En 1974, Robert Wyatt, qui vient d’entamer une carrière solo après avoir quitté le groupe Soft Machine, sort l’album Rock Bottom. L’année précédente, Wyatt, en état d’ébriété, était tombé du quatrième étage d’un immeuble londonien où se déroulait une soirée sous substances. La chute l’avait laissé paraplégique. Il avait déjà entamé la composition de Rock Bottom qu’il a achevé durant sa longue convalescence avec le soutien d’Alfreda Benge, une poétesse et une illustratrice, qui dessinera la couverture de la pochette. Robert et « Alfie » se marient le jour de la sortie de l’album.

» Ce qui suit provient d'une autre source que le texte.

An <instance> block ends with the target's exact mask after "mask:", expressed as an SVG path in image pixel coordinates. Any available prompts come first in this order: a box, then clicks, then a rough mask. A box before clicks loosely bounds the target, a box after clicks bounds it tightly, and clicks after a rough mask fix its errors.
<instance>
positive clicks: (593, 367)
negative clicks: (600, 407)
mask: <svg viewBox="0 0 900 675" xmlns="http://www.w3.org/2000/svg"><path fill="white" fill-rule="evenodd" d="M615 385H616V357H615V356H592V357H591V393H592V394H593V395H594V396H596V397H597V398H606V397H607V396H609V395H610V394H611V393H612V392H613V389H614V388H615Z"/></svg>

Rock Bottom est « l’un des chefs-d’œuvre les plus originaux de l’histoire du rock » (Alain Dister). C’est un album de rock progressif à l’intersection du jazz et du rock. À l’occasion de son cinquantième anniversaire, la réalisatrice espagnole Maria Trénor lui donne une seconde jeunesse en prenant quelques libertés avec les faits. Elle fait tomber Wyatt d’un brownstone new yorkais et imagine que Bob et Alfie ont vécu ensemble à Majorque, aux Baléares – alors qu’ils ont ébauché les chansons de Rock Bottom à Venise où Alfie travaillait sur le film de Nicolas Roeg Don’t Look Now.

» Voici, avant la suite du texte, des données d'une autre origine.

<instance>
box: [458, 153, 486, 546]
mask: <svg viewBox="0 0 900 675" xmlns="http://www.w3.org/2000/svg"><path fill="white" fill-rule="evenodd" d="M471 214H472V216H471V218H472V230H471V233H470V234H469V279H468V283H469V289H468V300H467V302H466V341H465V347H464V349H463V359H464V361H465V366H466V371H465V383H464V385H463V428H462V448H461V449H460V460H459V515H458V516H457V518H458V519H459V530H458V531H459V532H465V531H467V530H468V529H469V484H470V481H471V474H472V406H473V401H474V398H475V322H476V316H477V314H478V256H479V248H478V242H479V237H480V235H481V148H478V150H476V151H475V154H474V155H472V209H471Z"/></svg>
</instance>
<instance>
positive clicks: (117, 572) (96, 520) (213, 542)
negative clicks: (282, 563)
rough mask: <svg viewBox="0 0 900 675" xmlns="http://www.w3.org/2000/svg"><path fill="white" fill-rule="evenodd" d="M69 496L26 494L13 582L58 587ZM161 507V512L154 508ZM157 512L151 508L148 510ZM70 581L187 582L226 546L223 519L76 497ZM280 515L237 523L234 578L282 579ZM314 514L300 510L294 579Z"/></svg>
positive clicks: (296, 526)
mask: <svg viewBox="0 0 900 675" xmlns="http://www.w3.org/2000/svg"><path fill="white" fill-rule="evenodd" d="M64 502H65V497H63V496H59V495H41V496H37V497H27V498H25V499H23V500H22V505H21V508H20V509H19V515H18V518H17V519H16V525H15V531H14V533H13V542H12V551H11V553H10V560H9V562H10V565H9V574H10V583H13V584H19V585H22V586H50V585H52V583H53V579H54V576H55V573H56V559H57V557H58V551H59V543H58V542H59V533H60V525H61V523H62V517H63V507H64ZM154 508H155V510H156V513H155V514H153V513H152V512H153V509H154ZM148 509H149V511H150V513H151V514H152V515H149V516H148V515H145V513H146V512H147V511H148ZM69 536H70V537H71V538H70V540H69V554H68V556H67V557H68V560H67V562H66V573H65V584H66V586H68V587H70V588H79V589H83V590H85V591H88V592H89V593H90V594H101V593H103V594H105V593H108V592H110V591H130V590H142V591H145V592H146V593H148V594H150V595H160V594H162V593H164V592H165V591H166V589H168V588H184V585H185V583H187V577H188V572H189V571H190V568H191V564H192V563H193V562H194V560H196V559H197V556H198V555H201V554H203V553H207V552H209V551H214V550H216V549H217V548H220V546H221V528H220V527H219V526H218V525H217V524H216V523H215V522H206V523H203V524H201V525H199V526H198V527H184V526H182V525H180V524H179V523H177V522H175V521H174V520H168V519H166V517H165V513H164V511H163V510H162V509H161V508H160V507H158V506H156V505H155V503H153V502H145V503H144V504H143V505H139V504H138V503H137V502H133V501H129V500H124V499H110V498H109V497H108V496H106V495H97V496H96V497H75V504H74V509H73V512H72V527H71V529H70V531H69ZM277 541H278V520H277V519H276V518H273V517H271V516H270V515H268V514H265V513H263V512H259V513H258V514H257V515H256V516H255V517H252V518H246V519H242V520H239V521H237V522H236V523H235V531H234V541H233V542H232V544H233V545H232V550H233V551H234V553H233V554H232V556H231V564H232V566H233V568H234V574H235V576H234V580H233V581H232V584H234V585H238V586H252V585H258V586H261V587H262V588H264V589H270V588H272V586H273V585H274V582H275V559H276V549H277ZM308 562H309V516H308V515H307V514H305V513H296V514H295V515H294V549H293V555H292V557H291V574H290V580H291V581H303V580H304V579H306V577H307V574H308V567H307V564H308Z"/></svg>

Maria Trenor utilise la rotoscopie qui consiste à filmer d’abord les acteurs en prises de vues réelles pour ensuite dessiner les contours des silhouettes, image après image. Elle nous entraîne dans une folle immersion psychédélique, zébrée d’éclairs surréalistes, censée retranscrire l’état de transe dans lequel la drogue puis les médicaments ont plongé Wyatt durant tout son processus créatif. L’effet est hypnotisant. Rock Bottom fait partie de ces films qu’on peut, qu’on doit regarder dans un état second, sans s’attacher à leur linéarité, en se laissant submerger par ses images et par un son envoûtant.
Ce n’est certainement pas ma came…. mais ça n’en est pas moins pour autant de la très bonne came.